The excavation of a 3,300-year-old village in the Egyptian desert, 0km south of Cairo, recovered 35 desiccated insects. Eva Panagiotakopulu, a Leverhulme postdoctoral fellow at Sheffield University who led the work, believes it is the earliest evidence of human fleas in the Old World. It is also an indication of ancient trade links that spanned the globe.
The dry and stable conditions at Amarna have allowed fragile evidence of infestation to survive. The insects would have plagued tomb workers and guards who lived in the village from the reign of the heretic pharaoh Akhenaten until the death of the child ruler Tutankhamun two decades later.
Dr Panagiotakopulu said that the insects would not have been fussy in choosing their hosts. "If the labourers had them, the pharaohs would have had them also. There is no way to avoid fleas," she said.
Human fleas are believed to have originated in South America, where they first lived on guinea pigs. Research by Paul Buckland and Jon Sadler at Sheffield and Birmingham universities has suggested that the insects spread to humans soon after guinea pigs were domesticated for meat. Fleas then moved rapidly around the world, jumping from host to host, through the Americas, over the Bering Strait, across Asia and into Europe and Africa. Dr Panagiotakopulu thinks this could have been facilitated by the exchange of furs. Her research is published in the journal Antiquity.

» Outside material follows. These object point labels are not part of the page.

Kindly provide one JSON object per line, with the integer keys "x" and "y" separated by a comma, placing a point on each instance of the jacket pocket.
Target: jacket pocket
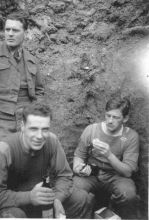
{"x": 32, "y": 68}
{"x": 4, "y": 74}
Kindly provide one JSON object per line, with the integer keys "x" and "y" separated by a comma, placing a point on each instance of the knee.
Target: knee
{"x": 81, "y": 183}
{"x": 125, "y": 192}
{"x": 12, "y": 213}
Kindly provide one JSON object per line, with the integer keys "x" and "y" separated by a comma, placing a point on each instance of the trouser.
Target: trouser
{"x": 121, "y": 191}
{"x": 78, "y": 206}
{"x": 11, "y": 123}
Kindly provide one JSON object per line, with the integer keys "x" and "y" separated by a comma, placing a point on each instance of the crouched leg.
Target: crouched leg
{"x": 124, "y": 198}
{"x": 79, "y": 205}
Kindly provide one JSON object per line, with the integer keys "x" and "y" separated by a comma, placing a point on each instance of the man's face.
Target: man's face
{"x": 14, "y": 33}
{"x": 35, "y": 131}
{"x": 114, "y": 120}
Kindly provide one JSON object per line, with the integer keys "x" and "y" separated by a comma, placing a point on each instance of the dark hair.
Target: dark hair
{"x": 38, "y": 109}
{"x": 119, "y": 103}
{"x": 19, "y": 16}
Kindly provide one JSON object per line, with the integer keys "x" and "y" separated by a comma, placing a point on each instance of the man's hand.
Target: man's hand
{"x": 58, "y": 209}
{"x": 103, "y": 148}
{"x": 42, "y": 195}
{"x": 82, "y": 169}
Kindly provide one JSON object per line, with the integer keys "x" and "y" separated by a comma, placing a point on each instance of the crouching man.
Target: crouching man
{"x": 25, "y": 158}
{"x": 106, "y": 157}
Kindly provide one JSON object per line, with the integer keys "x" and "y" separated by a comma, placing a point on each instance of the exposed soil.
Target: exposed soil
{"x": 90, "y": 50}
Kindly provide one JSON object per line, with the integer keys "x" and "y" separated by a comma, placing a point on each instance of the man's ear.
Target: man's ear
{"x": 126, "y": 119}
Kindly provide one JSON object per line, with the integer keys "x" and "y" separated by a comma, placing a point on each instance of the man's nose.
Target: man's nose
{"x": 39, "y": 134}
{"x": 10, "y": 32}
{"x": 110, "y": 119}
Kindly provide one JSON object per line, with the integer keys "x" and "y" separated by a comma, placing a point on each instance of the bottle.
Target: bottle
{"x": 47, "y": 210}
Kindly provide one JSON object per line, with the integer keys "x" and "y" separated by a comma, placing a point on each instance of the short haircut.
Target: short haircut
{"x": 119, "y": 103}
{"x": 37, "y": 109}
{"x": 18, "y": 16}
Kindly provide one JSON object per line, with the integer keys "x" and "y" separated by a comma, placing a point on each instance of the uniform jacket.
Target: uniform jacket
{"x": 10, "y": 79}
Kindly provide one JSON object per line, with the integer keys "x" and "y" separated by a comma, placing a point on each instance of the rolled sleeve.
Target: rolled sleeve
{"x": 131, "y": 153}
{"x": 8, "y": 197}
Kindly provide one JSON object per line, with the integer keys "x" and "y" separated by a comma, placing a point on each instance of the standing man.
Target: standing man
{"x": 112, "y": 149}
{"x": 25, "y": 158}
{"x": 20, "y": 80}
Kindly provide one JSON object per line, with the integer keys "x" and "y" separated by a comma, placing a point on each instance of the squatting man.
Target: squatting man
{"x": 27, "y": 156}
{"x": 107, "y": 156}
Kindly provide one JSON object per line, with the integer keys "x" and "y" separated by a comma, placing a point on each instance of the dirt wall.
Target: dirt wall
{"x": 89, "y": 51}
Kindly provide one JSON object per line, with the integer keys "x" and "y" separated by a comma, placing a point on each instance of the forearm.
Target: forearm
{"x": 11, "y": 198}
{"x": 119, "y": 166}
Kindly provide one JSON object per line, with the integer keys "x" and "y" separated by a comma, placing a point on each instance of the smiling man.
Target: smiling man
{"x": 28, "y": 156}
{"x": 20, "y": 79}
{"x": 111, "y": 149}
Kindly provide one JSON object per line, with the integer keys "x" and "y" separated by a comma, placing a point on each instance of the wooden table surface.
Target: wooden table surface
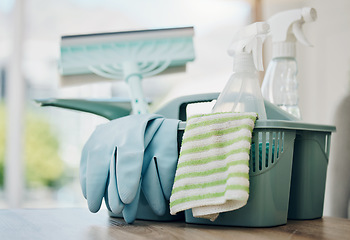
{"x": 77, "y": 224}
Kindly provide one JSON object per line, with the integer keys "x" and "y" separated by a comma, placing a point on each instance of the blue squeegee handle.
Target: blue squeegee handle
{"x": 133, "y": 78}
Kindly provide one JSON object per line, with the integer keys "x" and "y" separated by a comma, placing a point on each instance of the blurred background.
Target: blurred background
{"x": 40, "y": 147}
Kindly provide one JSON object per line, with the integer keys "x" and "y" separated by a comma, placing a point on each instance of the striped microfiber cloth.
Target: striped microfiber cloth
{"x": 212, "y": 174}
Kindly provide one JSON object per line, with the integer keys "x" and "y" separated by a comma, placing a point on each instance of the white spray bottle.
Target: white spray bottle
{"x": 242, "y": 93}
{"x": 280, "y": 85}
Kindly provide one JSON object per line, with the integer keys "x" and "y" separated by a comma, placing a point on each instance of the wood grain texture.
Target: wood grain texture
{"x": 81, "y": 224}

TEST COULD FORETELL TUMOUR'S SPREAD
A way to alert doctors that a particular case of breast cancer is likely to spread through the body is being developed by molecular biologists at Liverpool University. The research by Roger Barraclough and Philip Rudland could help reduce suffering by allowing treatment to be tailored accordingly.
One in seven cases of cancer in European women is breast cancer, and about half of those cases prove fatal. Most of those who die do so as a result of cancer cells spreading after surgery or radiotherapy.

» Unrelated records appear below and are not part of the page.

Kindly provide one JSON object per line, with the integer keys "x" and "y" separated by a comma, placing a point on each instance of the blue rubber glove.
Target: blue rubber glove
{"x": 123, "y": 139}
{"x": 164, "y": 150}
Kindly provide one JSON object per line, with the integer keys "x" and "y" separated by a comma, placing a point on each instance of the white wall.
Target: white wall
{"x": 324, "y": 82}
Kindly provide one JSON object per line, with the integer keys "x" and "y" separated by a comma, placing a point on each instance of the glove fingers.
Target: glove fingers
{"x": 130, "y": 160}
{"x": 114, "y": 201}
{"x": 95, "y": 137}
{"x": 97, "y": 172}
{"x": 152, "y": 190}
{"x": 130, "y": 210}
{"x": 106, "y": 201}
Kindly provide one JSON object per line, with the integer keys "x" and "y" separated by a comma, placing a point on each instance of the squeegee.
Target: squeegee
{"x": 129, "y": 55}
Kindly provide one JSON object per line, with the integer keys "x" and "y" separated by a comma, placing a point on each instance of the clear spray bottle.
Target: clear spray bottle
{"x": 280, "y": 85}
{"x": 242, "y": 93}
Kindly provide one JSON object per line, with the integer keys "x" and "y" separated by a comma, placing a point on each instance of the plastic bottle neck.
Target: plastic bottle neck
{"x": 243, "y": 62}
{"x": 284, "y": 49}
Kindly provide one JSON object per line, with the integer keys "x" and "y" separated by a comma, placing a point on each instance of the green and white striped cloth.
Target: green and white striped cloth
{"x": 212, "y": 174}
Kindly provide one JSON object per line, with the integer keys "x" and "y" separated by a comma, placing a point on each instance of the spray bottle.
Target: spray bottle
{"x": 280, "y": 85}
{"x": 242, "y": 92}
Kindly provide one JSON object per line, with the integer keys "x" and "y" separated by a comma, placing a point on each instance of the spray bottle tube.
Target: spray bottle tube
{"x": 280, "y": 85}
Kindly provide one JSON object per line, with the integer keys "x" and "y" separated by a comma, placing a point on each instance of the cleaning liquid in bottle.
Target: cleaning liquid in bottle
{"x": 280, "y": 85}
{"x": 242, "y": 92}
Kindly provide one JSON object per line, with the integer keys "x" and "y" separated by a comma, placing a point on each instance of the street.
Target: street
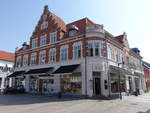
{"x": 43, "y": 104}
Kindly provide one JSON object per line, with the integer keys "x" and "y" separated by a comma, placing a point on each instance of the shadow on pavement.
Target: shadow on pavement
{"x": 148, "y": 111}
{"x": 22, "y": 99}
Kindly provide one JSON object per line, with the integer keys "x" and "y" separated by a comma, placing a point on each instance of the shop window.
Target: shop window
{"x": 43, "y": 40}
{"x": 71, "y": 84}
{"x": 33, "y": 85}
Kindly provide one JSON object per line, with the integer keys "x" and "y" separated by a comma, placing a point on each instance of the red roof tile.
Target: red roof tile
{"x": 120, "y": 37}
{"x": 81, "y": 24}
{"x": 6, "y": 56}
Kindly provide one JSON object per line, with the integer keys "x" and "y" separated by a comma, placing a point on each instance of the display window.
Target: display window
{"x": 71, "y": 83}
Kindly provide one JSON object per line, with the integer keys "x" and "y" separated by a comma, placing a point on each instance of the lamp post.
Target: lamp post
{"x": 119, "y": 80}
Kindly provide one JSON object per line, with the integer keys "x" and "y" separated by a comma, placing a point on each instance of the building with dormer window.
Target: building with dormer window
{"x": 6, "y": 68}
{"x": 79, "y": 58}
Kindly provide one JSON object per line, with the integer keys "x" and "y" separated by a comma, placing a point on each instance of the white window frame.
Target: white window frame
{"x": 34, "y": 43}
{"x": 43, "y": 40}
{"x": 18, "y": 61}
{"x": 61, "y": 53}
{"x": 52, "y": 55}
{"x": 44, "y": 25}
{"x": 25, "y": 60}
{"x": 76, "y": 47}
{"x": 35, "y": 57}
{"x": 53, "y": 37}
{"x": 93, "y": 46}
{"x": 42, "y": 57}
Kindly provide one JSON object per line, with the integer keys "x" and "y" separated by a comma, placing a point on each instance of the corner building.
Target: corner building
{"x": 79, "y": 58}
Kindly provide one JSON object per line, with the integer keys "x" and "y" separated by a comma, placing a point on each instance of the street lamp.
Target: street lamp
{"x": 119, "y": 80}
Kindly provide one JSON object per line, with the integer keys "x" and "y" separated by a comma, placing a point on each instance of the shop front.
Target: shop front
{"x": 96, "y": 83}
{"x": 70, "y": 79}
{"x": 40, "y": 80}
{"x": 71, "y": 83}
{"x": 114, "y": 80}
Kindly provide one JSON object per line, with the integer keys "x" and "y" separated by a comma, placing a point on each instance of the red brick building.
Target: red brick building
{"x": 146, "y": 67}
{"x": 6, "y": 68}
{"x": 76, "y": 58}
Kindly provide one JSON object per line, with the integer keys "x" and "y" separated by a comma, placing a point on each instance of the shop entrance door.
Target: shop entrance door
{"x": 96, "y": 83}
{"x": 40, "y": 86}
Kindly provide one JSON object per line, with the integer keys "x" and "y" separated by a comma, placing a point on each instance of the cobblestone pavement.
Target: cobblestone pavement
{"x": 43, "y": 104}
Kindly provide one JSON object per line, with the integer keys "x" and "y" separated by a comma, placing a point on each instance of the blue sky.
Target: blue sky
{"x": 19, "y": 17}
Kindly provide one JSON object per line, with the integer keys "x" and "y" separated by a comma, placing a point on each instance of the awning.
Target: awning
{"x": 66, "y": 69}
{"x": 39, "y": 71}
{"x": 16, "y": 73}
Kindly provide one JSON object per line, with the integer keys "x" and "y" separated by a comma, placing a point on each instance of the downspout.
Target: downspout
{"x": 107, "y": 67}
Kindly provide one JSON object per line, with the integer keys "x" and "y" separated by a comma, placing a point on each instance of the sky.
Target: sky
{"x": 19, "y": 17}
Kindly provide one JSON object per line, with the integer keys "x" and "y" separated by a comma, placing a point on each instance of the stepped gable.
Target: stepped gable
{"x": 7, "y": 56}
{"x": 81, "y": 24}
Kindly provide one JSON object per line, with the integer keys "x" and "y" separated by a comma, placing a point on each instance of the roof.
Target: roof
{"x": 17, "y": 73}
{"x": 7, "y": 56}
{"x": 66, "y": 69}
{"x": 146, "y": 64}
{"x": 59, "y": 21}
{"x": 39, "y": 71}
{"x": 81, "y": 24}
{"x": 120, "y": 38}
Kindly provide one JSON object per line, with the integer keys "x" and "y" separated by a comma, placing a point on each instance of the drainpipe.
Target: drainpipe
{"x": 107, "y": 68}
{"x": 85, "y": 67}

In tests involving gene transfer in rats and mice, the scientists found that a high level of the protein p9Ka in a tumour is a strong indicator that a cancer will spread. The research is not conclusive, but a study of breast cancer tissue collected from 340 patients in Liverpool over the past 20 years showed that those whose tumours contained p9Ka were between ten and 12 times more likely to die than those whose tumours did not.
If a similar connection was found to exist in early tumours - which is being explored by the research team - it should be a straightforward task to screen for p9Ka's presence either in a biopsy sample or in a blood test.

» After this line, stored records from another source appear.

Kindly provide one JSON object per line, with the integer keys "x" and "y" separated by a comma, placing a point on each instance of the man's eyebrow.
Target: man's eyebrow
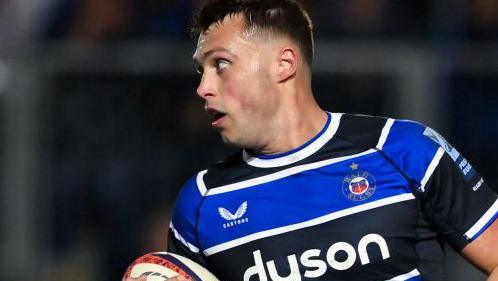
{"x": 199, "y": 60}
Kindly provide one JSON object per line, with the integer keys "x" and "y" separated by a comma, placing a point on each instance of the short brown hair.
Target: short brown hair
{"x": 286, "y": 17}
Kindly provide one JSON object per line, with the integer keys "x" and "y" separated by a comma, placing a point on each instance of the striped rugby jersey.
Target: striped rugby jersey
{"x": 368, "y": 198}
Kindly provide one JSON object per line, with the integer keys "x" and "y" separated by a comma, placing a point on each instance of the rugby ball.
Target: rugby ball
{"x": 160, "y": 266}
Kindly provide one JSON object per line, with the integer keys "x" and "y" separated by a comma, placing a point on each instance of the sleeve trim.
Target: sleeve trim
{"x": 483, "y": 222}
{"x": 181, "y": 239}
{"x": 432, "y": 167}
{"x": 200, "y": 182}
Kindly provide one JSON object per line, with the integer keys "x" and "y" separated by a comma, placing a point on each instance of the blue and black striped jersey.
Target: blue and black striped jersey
{"x": 368, "y": 198}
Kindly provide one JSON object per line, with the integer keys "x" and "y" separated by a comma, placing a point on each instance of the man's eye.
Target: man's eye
{"x": 199, "y": 69}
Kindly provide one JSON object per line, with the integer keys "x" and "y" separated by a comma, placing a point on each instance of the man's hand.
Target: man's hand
{"x": 144, "y": 278}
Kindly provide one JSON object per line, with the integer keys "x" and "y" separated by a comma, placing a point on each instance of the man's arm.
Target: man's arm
{"x": 483, "y": 252}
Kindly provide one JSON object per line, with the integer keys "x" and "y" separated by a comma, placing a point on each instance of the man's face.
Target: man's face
{"x": 236, "y": 83}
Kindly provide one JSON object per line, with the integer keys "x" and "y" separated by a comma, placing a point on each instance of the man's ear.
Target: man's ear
{"x": 287, "y": 64}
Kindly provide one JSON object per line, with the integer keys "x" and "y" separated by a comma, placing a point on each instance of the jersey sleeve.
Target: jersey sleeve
{"x": 454, "y": 197}
{"x": 182, "y": 235}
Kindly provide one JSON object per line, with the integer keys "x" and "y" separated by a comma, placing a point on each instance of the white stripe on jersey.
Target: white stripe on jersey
{"x": 406, "y": 276}
{"x": 477, "y": 227}
{"x": 300, "y": 154}
{"x": 282, "y": 174}
{"x": 200, "y": 182}
{"x": 181, "y": 239}
{"x": 431, "y": 168}
{"x": 320, "y": 220}
{"x": 385, "y": 133}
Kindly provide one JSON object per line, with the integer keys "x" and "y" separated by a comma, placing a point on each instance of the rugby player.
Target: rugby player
{"x": 315, "y": 195}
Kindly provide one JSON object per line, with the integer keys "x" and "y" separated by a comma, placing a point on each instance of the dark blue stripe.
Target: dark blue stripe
{"x": 278, "y": 155}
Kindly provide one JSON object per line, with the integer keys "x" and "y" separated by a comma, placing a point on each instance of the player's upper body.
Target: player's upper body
{"x": 314, "y": 195}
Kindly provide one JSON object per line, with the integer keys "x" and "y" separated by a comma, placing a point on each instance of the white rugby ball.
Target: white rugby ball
{"x": 160, "y": 266}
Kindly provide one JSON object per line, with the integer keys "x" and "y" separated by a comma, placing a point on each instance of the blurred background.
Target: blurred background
{"x": 100, "y": 125}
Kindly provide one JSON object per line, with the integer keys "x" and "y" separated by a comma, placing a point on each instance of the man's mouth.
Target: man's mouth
{"x": 216, "y": 116}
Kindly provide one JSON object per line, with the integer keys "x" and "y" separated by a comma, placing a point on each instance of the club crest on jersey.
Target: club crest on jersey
{"x": 358, "y": 186}
{"x": 234, "y": 219}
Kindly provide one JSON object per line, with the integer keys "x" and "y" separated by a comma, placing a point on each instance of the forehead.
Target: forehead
{"x": 230, "y": 34}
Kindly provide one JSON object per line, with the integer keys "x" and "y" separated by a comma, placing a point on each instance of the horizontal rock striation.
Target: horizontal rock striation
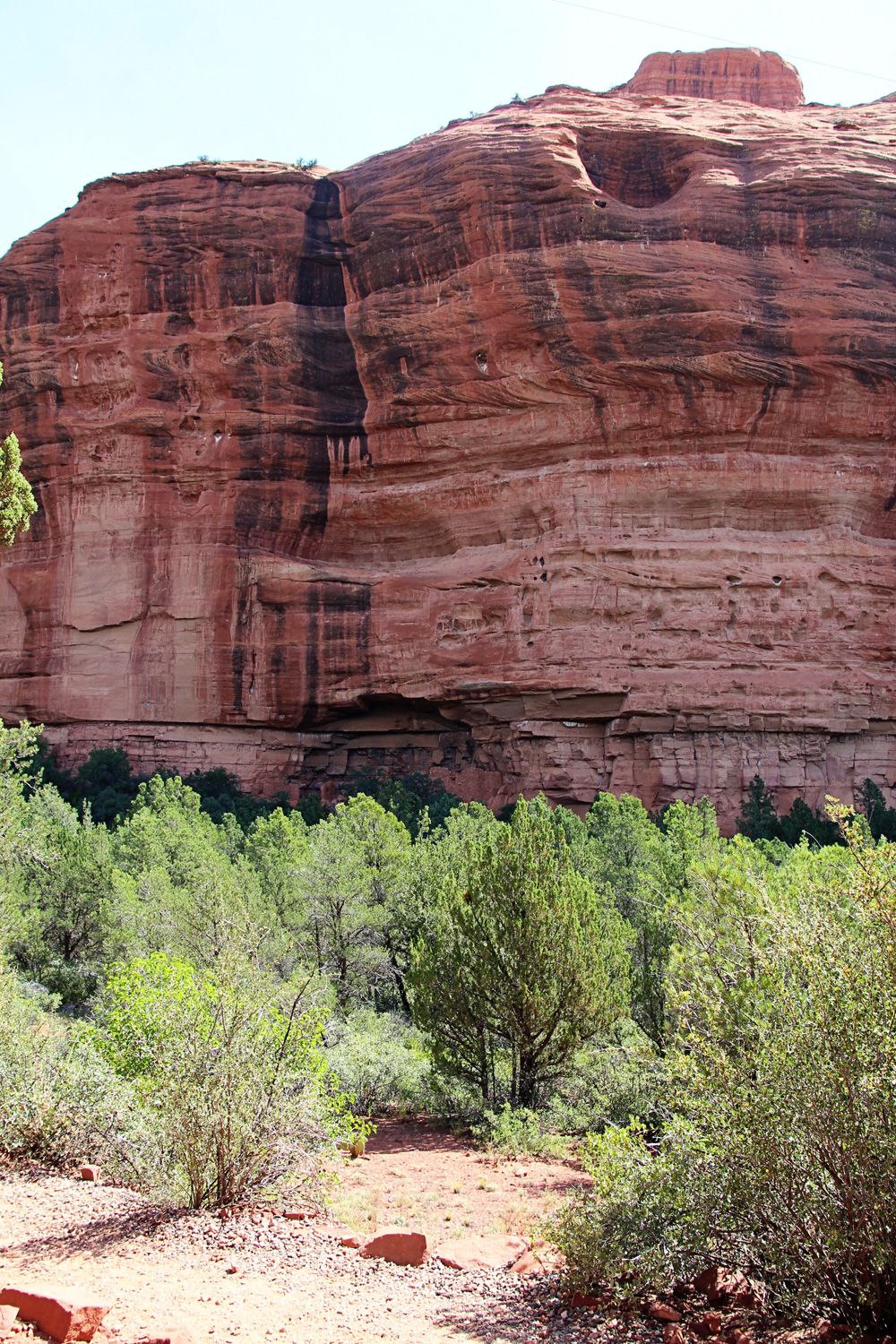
{"x": 554, "y": 451}
{"x": 742, "y": 74}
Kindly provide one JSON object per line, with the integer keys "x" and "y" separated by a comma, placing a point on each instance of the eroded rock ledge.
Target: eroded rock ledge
{"x": 554, "y": 451}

Those with a high risk of their cancer spreading could be given moderate doses of chemotherapy immediately after the primary tumour is removed and before any signs of secondary tumours emerge. This could significantly improve their life expectancy without inducing the most severe side-effects that modern treatment usually entails. Low-risk patients would just be monitored.
The scientists do not know the mechanism behind p9Ka's link with the spread of tumours, but they suggest that the gene that codes for it may be accidentally switched on as a cell becomes cancerous. It is a normally harmless protein linked with cell motility.
Another protein, osteopontin, which makes cells stick together, has been identified as showing similar properties, although its study is at an early stage. Two other promising candidates are also being investigated.
Dr Barraclough and Professor Rudland have been probing the molecular science behind the spread of tumours for two decades, backed largely by local charities such as the Cancer and Polio Research Fund and the North West Cancer Research Fund.